Parties seeking Chapter 7 relief from collectors should also expect fees in processing their claim, namely a case filing fee, an administrative fee and a surcharge for the appointed trustee that total some $300 (and of course, hired attorneys will charge their own rates for services rendered). In need-based situations, though, the judge will let applicants pay these costs in installments or completely waive them. 

Governing Laws
In light of the legal language used and the obvious variations in policies from state to state and court to court (notably regarding protected assets), Chapter 7 bankruptcy law can be decidedly complex. Just the same, with uniform policies in place, the general structure of bankruptcy court proceedings and the standards that govern them are largely unified. Chapter 7 bankruptcy is a mere subset of the Bankruptcy Code contained in Title 11 of the United States Code, a 50-title compilation of existing, permanent Federal legislation.
Some aspects of bankruptcy law applicable to Chapter 7 are more established while others have come by way of amendment in the past decade or so. As per tradition, repeat applications for Chapter 7 assistance are discouraged, especially right after the last case was settled. The law also requires that the debtor remain active and punctual throughout proceedings relating to his or her claim or he faces dismissal of his case.
The Bankruptcy Abuse Prevention and Consumer Protection Act of 2005 (BAPCPA) served as a major overhaul of Chapter 7 principles, adding the now-standard means test by which bankruptcy abuse is assessed.

How to File
Along with the requisite administrative forms and fees and considerations of particular laws that must be followed in filing for Chapter 7 bankruptcy, a person or company must also follow procedural constraints from beginning to end. Certainly, the forum in which these matters will be heard is of great importance. The clerk of court will usually assign a court and judge based on where the applicant lives or does primary business, and a trustee will be appointed to serve as a bridge between debtor and creditors.
Even before these matters come to pass, though, petitioners should verify that they are eligible for Chapter 7 liquidation of assets at all, checking their income against the median salary of the employed in the United States to see if they make more (often, this will disqualify parties) than the established maximum amount set by the Federal Government.
Though not concerned literally with the actual filing of petitions or documents, readying oneself for the creditors’ meeting is a necessary step in the application process as well. Debtors should be cooperative in all regards and with all parties, especially creditors, and should come with all documents that need to be examined, neatly prepared and organized. On top of this, debtors must be prepared to field questions from both creditors and the trustee, and should be fully aware of potential ramifications of opting for Chapter 7 relief. 
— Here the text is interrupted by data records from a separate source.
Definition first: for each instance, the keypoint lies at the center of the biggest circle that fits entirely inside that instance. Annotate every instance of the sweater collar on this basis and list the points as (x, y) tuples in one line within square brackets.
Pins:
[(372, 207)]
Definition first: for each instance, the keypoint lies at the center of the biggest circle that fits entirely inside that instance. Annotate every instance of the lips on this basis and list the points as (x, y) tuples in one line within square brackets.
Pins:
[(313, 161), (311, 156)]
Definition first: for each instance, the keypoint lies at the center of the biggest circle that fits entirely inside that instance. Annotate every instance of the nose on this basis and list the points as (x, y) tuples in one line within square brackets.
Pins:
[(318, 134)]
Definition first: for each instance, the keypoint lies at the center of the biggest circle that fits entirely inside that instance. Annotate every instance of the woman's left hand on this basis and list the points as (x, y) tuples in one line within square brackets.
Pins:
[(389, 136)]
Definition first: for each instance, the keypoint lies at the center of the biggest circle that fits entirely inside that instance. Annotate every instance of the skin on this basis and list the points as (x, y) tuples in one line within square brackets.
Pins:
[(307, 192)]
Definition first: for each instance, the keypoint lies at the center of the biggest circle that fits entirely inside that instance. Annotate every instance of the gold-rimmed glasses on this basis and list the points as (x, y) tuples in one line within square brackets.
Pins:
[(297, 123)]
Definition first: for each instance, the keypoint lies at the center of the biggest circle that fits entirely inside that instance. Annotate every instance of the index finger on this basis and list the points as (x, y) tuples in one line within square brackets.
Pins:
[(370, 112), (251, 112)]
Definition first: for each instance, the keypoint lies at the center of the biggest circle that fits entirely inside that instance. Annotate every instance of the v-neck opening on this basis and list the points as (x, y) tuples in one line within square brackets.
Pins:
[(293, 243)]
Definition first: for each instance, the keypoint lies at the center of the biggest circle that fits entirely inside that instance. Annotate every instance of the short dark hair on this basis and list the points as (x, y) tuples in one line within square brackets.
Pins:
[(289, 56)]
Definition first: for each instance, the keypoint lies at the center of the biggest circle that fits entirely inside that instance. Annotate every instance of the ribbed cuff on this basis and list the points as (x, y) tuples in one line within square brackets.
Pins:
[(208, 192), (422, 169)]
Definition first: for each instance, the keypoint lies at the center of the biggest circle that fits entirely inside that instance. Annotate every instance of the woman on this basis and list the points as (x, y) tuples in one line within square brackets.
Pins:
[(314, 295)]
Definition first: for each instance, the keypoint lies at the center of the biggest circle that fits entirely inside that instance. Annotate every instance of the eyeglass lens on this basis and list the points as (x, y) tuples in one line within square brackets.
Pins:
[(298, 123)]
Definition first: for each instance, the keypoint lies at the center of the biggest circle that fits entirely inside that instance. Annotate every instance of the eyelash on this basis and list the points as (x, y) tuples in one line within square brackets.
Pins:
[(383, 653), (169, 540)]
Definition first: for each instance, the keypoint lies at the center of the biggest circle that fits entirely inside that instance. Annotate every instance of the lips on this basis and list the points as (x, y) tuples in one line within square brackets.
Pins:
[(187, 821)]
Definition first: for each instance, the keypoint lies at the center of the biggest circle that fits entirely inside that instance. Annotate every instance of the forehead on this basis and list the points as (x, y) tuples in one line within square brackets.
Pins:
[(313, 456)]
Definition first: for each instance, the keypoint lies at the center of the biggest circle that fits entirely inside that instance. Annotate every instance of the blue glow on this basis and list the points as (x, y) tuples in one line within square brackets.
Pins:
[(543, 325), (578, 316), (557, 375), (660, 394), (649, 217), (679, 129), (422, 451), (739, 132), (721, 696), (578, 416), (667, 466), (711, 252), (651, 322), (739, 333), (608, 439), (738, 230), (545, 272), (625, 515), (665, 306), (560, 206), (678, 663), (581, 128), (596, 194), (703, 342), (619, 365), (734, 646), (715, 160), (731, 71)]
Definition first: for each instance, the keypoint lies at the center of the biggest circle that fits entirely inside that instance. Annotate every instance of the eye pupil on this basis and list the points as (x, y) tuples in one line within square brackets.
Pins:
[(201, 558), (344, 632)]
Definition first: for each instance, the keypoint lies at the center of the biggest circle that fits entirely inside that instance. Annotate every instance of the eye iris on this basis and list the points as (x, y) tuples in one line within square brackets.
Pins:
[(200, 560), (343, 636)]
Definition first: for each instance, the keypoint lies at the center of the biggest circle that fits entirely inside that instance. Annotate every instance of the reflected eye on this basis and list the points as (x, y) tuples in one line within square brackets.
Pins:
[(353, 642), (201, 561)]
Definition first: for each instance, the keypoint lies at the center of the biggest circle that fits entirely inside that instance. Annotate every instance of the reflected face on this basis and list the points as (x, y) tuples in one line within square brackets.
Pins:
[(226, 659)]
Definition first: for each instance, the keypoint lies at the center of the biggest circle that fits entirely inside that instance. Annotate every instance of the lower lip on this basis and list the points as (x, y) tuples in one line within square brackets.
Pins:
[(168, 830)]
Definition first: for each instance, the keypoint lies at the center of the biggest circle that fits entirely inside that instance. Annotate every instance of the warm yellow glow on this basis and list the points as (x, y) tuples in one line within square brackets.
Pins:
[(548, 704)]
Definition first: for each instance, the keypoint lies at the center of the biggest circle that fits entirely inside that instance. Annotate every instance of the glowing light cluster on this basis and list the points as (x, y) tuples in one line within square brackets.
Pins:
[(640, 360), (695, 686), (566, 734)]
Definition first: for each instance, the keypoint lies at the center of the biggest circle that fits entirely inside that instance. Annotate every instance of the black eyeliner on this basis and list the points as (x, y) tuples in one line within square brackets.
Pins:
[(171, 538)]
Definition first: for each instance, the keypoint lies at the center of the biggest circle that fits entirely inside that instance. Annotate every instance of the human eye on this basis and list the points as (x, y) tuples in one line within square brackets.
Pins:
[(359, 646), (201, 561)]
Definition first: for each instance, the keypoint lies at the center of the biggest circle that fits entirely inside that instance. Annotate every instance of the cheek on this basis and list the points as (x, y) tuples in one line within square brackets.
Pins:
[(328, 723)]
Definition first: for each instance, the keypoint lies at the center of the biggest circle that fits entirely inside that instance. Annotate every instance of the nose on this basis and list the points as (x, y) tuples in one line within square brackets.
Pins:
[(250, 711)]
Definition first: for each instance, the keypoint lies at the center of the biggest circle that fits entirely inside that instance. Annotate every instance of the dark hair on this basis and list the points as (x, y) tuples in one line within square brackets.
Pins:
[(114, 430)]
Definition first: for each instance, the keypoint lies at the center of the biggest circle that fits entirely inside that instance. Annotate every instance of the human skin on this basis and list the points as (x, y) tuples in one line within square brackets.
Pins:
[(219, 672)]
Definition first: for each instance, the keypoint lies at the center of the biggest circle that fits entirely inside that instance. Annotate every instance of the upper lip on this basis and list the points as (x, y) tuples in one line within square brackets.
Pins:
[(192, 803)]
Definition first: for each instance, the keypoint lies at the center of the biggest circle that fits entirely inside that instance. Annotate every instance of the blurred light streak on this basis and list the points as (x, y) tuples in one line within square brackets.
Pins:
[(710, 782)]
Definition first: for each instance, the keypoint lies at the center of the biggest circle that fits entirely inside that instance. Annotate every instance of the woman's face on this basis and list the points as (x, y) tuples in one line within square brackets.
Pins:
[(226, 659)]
Despite the policies enacted by the 2005 BAPCPA for consistency from year to year with regard to Chapter 7 liquidation petitions, the differences between corporate and non-corporate filings and regional differences are perennially similar. There is a highly significant disparity between cases for individuals and cases for businesses, with the former accounting for higher than 95% of proceedings in bankruptcy court.
As for which parts of the country yield the biggest numbers per annum under Chapter 7, the Ninth Circuit (i.e. northwest and southwest America, Alaska/Hawaii, and Guam/Northern Mariana Islands) is the leader, responsible for almost 250,000 filings a year, while the First Circuit (i.e. New England and Puerto Rico) is the smallest contributor, responsible for less than a fifth of that annually.